HEPiX conference

From the 8th to the 12 of October I attended my favorite conference, HEPiX. This conference brings together system administrators, system engineers, and managers from the High Energy Physics and Nuclear Physics laboratories and institutes, and a few others like myself. What marks HEPiX out form other conferences is it is not theoretical but practical, and is about sharing experience. This makes HEPiX low on sales pitches and high on learning and sharing experiences, we also get stories of data center’s being flooded, tornado mitigation solutions, UPS systems catching fire, and other not normally talked about IT problems. Big name research institutes like BNL, CERN, DESY, FNAL, IHEP, IN2P3, INFN, JLAB, Nikhef, RAL, SLAC, TRIUMF and many others present what has an has worked well for them in the past year along with what has not worked so well. HEPiX is always held at a different location and this time it was in Barcelona Spain.

Site reports don’t just give you details of the trouble upgrading hardware and software, but also give clear data center trends.

Suppliers of hardware.

Dell/HP continue to dominate computer purchases.

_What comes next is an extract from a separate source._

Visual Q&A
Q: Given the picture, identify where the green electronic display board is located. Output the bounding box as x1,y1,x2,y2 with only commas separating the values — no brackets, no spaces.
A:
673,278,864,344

Dell/Force 10 and Brocade dominate networking, but increasingly white box and Software defined networking is being deployed.

Containers and clouds.

OpenStack is still the dominant deployment framework, and other cloud solutions are being phased out such as Open Nebular, Azure Stack, and CloudStack. Increasingly compute nodes are running on OpenStack to allow easy switching between different scientific workloads, both within HEP or serving multiple user bases.

Containerization is steadily growing to provide service platforms, Kubernetes is almost completely dominant, though many sites are using OpenShift as a way to manage their Kubernetes service.

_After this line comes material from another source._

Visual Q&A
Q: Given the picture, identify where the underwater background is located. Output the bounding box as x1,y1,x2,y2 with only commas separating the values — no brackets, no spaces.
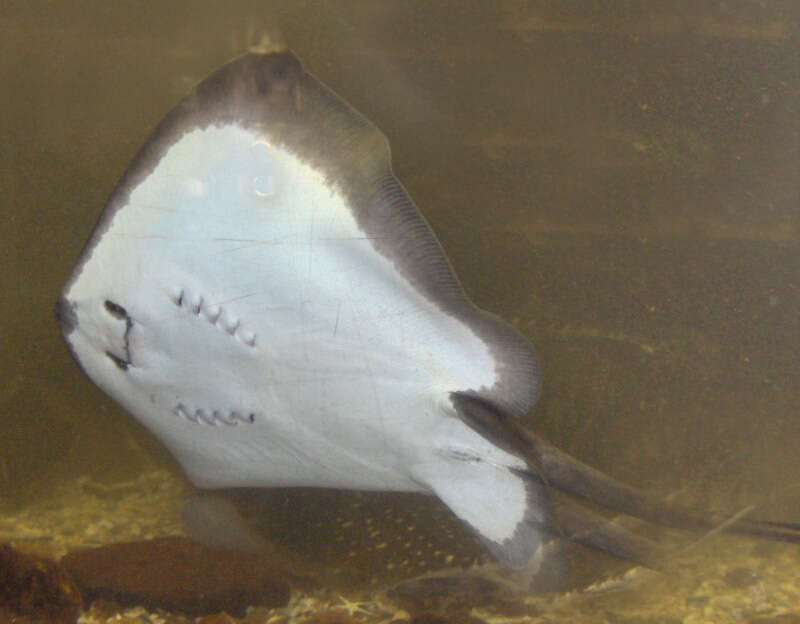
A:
0,0,800,617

CERN reporting on OpenShift and Gitlab success

OpenShift is a Redhat product providing a PAAS based upon Kubernetes and docker containers. This has been deployed in CERN and is growing steadily.

GitLab seems to integrate very well with open Shift, automating git url to docker container, including staging and dev environments as well as production. CERN boasts that they are using GitLab for their k8s pipeline/devops work. CERN is known for reinventing the wheel so reporting that a bought in CI/CD workflow is now helping them is interesting and very probably worth investigating.

HEPiX On hardware

HEPiX is my most trusted source of bench marking, and we had some very interesting analysis on the current state of server CPU’s comparing costing for Intel Xeons and AMD’s EPYC.

* Particularly EPYC 7351P@2.0 GHz [Uniprocessor — 48 threads]
 * Some protection against spectre and side channel effects.

For more read here https://indico.cern.ch/event/730908/contributions/3153163/

Storage in HEPiX

HEP use tremendous amounts of storage, though not on the scale of major cloud providers and users, they are the second tier of data storage demands. This makes the cost and long term storage of data very important.

Most of the HEP products such as xrootd/root, EOS, DPM and dcache are of little interest outside the science community, but not all HEP data usage is specific to the HEP community.

HEPiX on Ceph

Ceph is a very scale storage service which builds on top of an object store, provides a file system, and S3 interface, as well as NFS and mange other data access protocols. Ceph replicates data and makes it fault-tolerant, using commodity hardware and requiring no specific hardware support. As a result of its design, the system is both self-healing and self-managing, aiming to minimize administration time and other costs.

Ceph deployments have been growing dramatically in the HEP community. Of all the petabyte scale deployments my highlight was Michigan State University, University of Michigan, Wayne State University, and the Van Andel institute making a multi site ceph cluster. As Ceph only acknowledges data is stored when it is replicated to the required level of redundancy, so all replicas must be distributed, doing multi site ceph clusters is always pushing the boundaries of ceph usage, and in this case network functionality.

Tape and HEP.

Tape is always evolving in capacity and scale of robots.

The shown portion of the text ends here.